SWE-RM: Execution-Free Feedback for Software Engineering Agents
Published:Dec 26, 2025 08:26
•1 min read
•ArXiv
Analysis
This paper addresses the limitations of execution-based feedback (like unit tests) in training software engineering agents, particularly in reinforcement learning (RL). It highlights the need for more fine-grained feedback and introduces SWE-RM, an execution-free reward model. The paper's significance lies in its exploration of factors crucial for robust reward model training, such as classification accuracy and calibration, and its demonstration of improved performance on both test-time scaling (TTS) and RL tasks. This is important because it offers a new approach to training agents that can solve software engineering tasks more effectively.
Key Takeaways
- •Execution-free feedback via reward models is a promising alternative to execution-based feedback for training SWE agents.

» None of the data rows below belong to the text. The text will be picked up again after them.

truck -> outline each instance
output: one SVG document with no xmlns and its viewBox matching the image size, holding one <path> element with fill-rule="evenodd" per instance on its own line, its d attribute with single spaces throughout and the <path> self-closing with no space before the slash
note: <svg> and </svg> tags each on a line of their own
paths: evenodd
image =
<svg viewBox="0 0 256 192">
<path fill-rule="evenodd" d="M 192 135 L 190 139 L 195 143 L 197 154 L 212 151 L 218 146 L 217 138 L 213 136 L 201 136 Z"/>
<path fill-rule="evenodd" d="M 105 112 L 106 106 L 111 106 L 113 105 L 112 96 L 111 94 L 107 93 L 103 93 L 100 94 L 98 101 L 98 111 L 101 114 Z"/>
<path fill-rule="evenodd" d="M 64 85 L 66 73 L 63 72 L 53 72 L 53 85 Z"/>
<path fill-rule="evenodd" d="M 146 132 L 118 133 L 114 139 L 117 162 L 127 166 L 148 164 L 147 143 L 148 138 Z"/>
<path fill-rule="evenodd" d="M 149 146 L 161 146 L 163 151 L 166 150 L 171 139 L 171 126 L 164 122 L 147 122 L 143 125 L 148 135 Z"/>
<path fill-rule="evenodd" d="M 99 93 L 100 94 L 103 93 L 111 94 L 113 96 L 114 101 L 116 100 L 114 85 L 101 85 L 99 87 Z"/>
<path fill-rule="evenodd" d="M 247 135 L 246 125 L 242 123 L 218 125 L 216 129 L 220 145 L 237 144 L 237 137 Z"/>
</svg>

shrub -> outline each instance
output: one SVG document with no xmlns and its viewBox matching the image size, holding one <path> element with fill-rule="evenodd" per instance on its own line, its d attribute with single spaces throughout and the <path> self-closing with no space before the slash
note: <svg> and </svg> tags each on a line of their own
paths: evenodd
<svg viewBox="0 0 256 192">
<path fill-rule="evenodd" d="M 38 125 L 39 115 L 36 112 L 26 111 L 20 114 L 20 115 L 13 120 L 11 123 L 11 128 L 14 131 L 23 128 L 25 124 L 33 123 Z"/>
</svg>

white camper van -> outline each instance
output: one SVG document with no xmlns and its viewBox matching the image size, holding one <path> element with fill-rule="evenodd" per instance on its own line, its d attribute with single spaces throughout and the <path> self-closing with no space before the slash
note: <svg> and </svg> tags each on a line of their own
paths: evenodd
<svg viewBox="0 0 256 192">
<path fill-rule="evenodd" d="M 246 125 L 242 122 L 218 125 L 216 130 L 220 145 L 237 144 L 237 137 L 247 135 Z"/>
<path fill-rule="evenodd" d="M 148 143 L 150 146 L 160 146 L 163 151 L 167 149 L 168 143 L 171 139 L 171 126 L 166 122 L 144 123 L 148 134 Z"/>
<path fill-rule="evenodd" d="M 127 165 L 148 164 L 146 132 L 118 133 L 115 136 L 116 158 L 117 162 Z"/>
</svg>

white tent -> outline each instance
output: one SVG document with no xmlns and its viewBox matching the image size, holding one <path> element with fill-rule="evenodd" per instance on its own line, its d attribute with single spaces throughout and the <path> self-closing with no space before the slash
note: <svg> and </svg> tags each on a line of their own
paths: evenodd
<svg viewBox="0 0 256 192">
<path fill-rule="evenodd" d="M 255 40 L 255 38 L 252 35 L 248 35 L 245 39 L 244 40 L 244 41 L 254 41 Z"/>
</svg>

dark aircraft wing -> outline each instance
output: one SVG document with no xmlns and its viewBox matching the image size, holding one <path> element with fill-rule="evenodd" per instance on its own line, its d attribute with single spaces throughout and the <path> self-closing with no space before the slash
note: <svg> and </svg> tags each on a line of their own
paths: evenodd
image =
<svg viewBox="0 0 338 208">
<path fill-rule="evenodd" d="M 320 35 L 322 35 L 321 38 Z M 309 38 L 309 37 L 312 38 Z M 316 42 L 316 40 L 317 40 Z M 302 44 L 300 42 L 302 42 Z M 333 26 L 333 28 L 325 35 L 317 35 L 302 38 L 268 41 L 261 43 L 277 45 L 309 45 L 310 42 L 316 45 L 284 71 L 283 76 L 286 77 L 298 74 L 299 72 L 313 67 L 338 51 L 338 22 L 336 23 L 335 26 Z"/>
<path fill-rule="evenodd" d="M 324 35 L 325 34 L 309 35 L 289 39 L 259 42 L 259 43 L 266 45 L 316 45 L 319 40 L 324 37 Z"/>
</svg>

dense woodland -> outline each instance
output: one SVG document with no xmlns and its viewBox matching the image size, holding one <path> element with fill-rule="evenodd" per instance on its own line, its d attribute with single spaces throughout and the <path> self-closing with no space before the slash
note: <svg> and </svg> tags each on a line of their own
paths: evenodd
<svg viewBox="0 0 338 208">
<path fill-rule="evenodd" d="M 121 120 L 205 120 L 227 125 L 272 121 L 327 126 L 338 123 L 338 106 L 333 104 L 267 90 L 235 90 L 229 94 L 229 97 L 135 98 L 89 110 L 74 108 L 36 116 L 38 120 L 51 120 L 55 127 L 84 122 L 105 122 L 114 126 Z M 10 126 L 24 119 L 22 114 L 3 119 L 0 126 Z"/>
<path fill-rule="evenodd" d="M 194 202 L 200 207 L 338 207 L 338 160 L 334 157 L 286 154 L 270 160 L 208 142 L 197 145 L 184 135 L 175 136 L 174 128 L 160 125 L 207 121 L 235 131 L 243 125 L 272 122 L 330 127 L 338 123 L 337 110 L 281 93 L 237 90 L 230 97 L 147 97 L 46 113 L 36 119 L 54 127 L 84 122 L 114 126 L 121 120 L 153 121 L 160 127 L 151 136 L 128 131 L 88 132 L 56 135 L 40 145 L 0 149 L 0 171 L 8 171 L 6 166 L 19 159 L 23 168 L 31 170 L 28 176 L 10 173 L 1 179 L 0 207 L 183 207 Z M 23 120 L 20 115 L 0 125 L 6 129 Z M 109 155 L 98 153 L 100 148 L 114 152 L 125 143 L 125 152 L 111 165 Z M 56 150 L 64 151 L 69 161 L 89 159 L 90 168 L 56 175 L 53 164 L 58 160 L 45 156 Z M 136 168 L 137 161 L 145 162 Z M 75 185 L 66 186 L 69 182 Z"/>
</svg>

- •The paper identifies classification accuracy and calibration as crucial aspects for robust reward model training in RL.
- •SWE-RM, a mixture-of-experts model, achieves state-of-the-art performance on SWE-Bench Verified.
- •The research provides insights into factors like training data scale, policy mixtures, and data source composition for training effective reward models.
Reference
“SWE-RM substantially improves SWE agents on both TTS and RL performance. For example, it increases the accuracy of Qwen3-Coder-Flash from 51.6% to 62.0%, and Qwen3-Coder-Max from 67.0% to 74.6% on SWE-Bench Verified using TTS, achieving new state-of-the-art performance among open-source models.”